Guro and Marte are both newly trained audiologists who graduated from the Norwegian University of Science and Technology (NTNU) in June 2016. At Montfort College their job is to assist in classes related to their expertise, provide teacher training and run an audiology clinic which is based on the Montfort campus. The main goal of the exchange program is to spread knowledge about audiology and perform hearing screenings. Guro and Marte explain that when the project was launched, there was a dire shortage of both audiologists and ear, nose and throat doctors in Malawi. Today the number of specialists has increased, although there is still a great need for more.
A hearing impairment that is not diagnosed and met with necessary aid, will often affect a child’s ability to attend education and perform well in school. Lack of knowledge related to special needs education has grave impact on the education system in Malawi. Guro and Marte are therefore conducting an outreach programme in collaboration with Malawi Council for the Handicapped, funded by Norwegian Association of Disabled. For this programme, they visit mainstream schools in the surrounding district to identify learners with a hearing impairment and to assist them with other ear related problems. Furthermore, they have awareness meetings with teachers, parents and other adults in the surrounding villages to make them more aware of hearing and ear related issues.

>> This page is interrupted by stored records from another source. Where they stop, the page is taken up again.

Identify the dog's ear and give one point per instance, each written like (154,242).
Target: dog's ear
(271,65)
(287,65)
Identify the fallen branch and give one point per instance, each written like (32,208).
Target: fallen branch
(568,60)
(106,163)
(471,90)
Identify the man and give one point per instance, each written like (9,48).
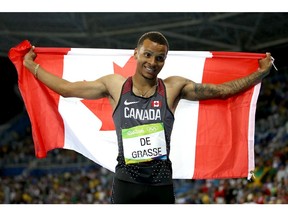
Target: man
(144,107)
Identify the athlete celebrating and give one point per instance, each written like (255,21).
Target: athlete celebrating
(144,107)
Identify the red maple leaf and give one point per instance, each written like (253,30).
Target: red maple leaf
(102,108)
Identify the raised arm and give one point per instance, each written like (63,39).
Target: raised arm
(102,87)
(195,91)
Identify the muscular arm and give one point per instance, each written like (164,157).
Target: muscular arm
(102,87)
(195,91)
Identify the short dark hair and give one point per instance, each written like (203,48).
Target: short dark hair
(154,36)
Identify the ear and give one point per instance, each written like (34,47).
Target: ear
(135,53)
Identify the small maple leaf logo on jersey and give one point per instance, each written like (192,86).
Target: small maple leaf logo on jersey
(156,104)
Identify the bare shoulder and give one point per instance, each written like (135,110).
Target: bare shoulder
(174,88)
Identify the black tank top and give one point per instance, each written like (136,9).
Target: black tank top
(143,127)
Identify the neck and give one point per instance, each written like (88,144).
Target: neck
(144,88)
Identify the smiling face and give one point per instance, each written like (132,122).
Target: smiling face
(150,58)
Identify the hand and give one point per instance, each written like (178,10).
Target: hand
(29,56)
(265,64)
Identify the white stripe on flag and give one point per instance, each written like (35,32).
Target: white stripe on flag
(82,126)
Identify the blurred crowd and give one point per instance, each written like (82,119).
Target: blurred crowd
(68,177)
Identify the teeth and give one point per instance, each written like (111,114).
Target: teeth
(150,69)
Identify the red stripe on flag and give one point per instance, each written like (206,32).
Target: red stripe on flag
(41,103)
(222,136)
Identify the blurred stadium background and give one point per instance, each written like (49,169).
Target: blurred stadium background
(68,177)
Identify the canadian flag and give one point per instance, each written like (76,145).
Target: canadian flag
(210,139)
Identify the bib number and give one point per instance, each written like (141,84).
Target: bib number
(144,143)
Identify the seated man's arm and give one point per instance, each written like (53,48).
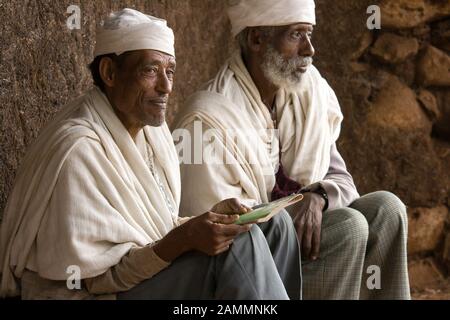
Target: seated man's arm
(211,181)
(138,265)
(338,183)
(210,233)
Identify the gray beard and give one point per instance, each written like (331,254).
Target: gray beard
(281,72)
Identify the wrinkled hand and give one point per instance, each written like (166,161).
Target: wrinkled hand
(308,223)
(213,233)
(230,206)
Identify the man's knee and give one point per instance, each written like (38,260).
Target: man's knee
(280,224)
(389,207)
(353,227)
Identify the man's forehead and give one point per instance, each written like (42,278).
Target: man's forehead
(154,56)
(301,26)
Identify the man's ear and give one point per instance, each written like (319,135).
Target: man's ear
(255,39)
(107,71)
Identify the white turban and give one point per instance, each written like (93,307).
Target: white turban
(129,30)
(253,13)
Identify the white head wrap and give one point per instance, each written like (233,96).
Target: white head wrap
(129,30)
(253,13)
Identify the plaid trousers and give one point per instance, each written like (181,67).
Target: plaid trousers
(372,231)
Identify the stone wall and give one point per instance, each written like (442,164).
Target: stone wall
(401,86)
(393,85)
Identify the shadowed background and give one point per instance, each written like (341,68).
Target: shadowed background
(393,86)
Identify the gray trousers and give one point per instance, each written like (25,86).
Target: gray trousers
(371,232)
(261,264)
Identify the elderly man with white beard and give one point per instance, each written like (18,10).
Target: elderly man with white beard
(96,199)
(271,85)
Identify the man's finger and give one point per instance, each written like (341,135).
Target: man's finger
(236,206)
(306,241)
(232,230)
(225,247)
(223,218)
(315,245)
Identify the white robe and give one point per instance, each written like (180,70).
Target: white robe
(309,122)
(111,202)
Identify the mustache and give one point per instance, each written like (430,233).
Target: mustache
(159,100)
(296,63)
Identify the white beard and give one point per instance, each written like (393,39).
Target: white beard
(281,72)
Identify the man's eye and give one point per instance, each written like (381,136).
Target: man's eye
(296,35)
(170,73)
(151,71)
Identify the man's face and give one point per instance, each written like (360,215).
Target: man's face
(142,86)
(288,54)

One of the biggest challenges so far has been lack of proper equipment and access to electricity on Montfort campus. The clinic lacks essential audiology equipment and frequent power cuts limit the regular use of the equipment. This puts some restrains to their work, but Guro and Marte experience that they manage to provide adequate help and assistance to their patients even with limited resources. In cases that need more resources than Montfort can provide, patients can be referred to Queen Elizabeth Central Hospital in Blantyre.

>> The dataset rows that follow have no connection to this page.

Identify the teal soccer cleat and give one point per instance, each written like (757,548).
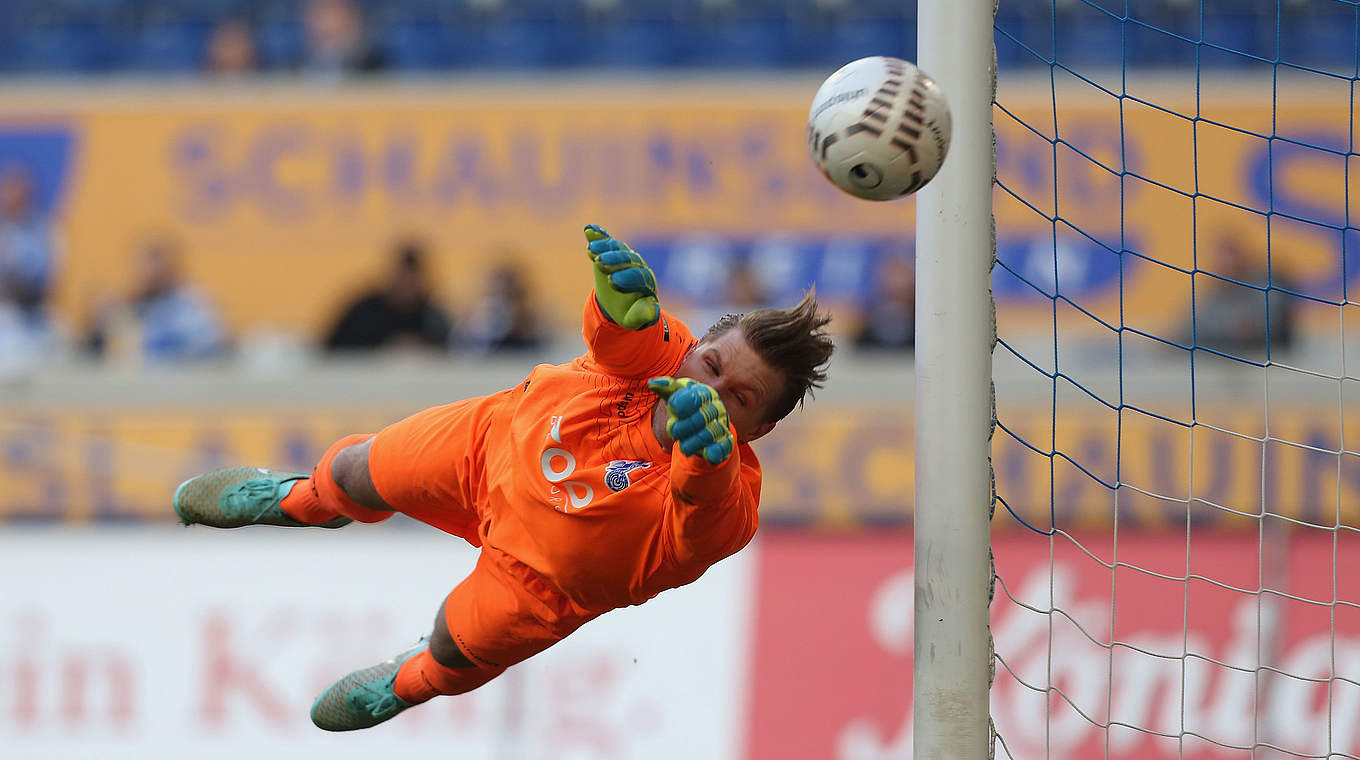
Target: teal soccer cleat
(238,496)
(363,698)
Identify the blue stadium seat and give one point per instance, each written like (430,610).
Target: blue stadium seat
(166,48)
(67,48)
(835,45)
(1239,31)
(735,42)
(633,42)
(507,44)
(415,44)
(280,44)
(1325,41)
(1087,37)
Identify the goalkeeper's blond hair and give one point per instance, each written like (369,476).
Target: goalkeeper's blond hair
(793,341)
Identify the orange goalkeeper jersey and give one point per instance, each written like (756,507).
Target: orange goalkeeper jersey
(565,473)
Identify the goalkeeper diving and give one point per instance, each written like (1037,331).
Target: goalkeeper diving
(589,486)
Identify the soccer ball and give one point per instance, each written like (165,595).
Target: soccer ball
(879,128)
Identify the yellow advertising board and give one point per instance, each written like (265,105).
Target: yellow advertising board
(286,200)
(830,467)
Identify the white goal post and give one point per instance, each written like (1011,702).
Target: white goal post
(954,408)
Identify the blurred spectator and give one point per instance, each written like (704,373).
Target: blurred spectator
(337,45)
(506,317)
(27,245)
(27,256)
(1232,312)
(890,317)
(399,313)
(231,49)
(163,318)
(741,291)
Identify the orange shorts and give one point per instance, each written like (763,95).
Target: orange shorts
(429,467)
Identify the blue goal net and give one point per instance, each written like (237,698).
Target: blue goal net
(1177,449)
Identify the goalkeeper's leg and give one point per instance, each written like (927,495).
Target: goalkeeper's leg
(501,615)
(337,492)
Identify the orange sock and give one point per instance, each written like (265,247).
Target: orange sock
(422,679)
(320,499)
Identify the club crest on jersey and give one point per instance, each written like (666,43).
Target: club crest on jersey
(616,475)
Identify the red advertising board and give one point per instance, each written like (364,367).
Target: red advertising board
(1193,661)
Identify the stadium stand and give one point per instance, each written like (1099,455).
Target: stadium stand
(169,36)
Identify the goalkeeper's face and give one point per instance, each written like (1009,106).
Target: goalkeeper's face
(743,380)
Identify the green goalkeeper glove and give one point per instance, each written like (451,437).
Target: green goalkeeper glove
(626,287)
(695,418)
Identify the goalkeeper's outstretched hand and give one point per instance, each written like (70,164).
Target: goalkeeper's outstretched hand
(697,419)
(624,284)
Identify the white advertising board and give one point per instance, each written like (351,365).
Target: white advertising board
(148,643)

After eight months at Montfort, Guro and Marte have both attained new personal and professional skills, and they find their work at Montfort very rewarding. Working in a context with little knowledge and awareness about basic ear health and limited resources has taught them how to make use of what they have at hand and to be creative in their work. They trust that these experiences will benefit them in their future career as audiologists.